After serving less than 2 months in his new position, and reportedly meeting every challenge that this difficult job had to offer, Jeff was struck down in the very prime of life, at 27, by an epileptic seizure.
It was a tragedy to his family, his friends, and the party he served with such fire and dedication.
Jeff's passing has a very personal impact, Mr. President, because he worked for me for 2 1/2 years, first as a research assistant and later as a legislative correspondent, until he obtained a coveted position with the Democratic Legislative Campaign Committee [DLCC] last July.
As a Senate staffer, Jeff displayed the thirst for knowledge and eagerness to serve that characterizes many idealistic youth who come to Washington, He fulfilled his duties capably and supported me and my legislative staff in my Senate responsibilities. He gave much, Mr. President, and he learned much about the duties and responsibilities of public service.

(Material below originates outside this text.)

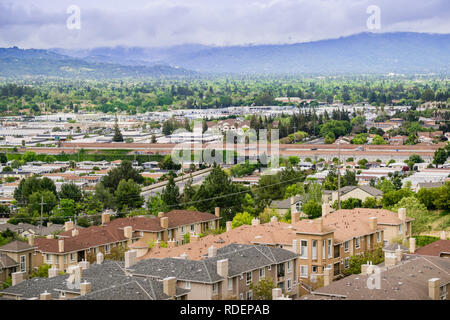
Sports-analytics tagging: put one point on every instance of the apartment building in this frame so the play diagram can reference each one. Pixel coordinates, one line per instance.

But it was clear from the start that Jeff chafed to do more. His endless interest in the political drama of our times, coupled with his youthful energy, finally turned him to the arena that he truly was born for: electoral politics, the art and science of political campaigning.
Never was there an operative so constitutionally fitted for the rock and roll of modern, media-age politics as he. Jeff loved the ups and downs of elections, the eat-or-be eaten nature of the democratic process, whether in the form of a Presidential campaign or a race for the local school board. He had a Texas-size appetite where these things applied.
But Jeff was not merely interested in the process. He was driven by a real concern for the people of our country. He had a passion to help ordinary Americans, and an abiding confidence in the ability, and indeed the obligation, of government to help the less fortunate. That is why he worked long hours, well into the evenings, to learn more about the political profession.
Indeed, Jeff had a personal vision, one that he shared with some of my staff. He hoped to use the Internet as a communication tool for campaigns. His idea was to establish a multicandidate, multiparty bulletin board on the Internet for campaign literature and party platforms. Through this means, he hoped that everyone might have access to the information they needed to make better decisions about candidates and campaigns. Campaigns would thus be fairer and more informed.
So when Jeff left my office last July to take up a position with the DLCC, the organization within the national Democratic Party that focuses on electing Democrats to State legislatures, I felt the loss of his departure but understood that he was going forward in the right direction. And when I heard that his success at the DLCC led to a position with the Tennessee Democratic Party, I knew he had found his dream.
Jeff's unexpected death the third Monday in April was thus double tragic, for in addition to his youth, he seemingly had at last found a position that exactly meshed with his temperament, interests, and abilities. His opportunities appeared boundless.
But if Jeff was taken from us just as he appeared to be fully engaged in life, we must remember that he died doing that which he truly loved. How many of us can say the same?
Mr. President, Jeff's years among us were far too few, but let us take comfort in the knowledge that he lived them fully. May his parents and loved ones take solace in his bright memory.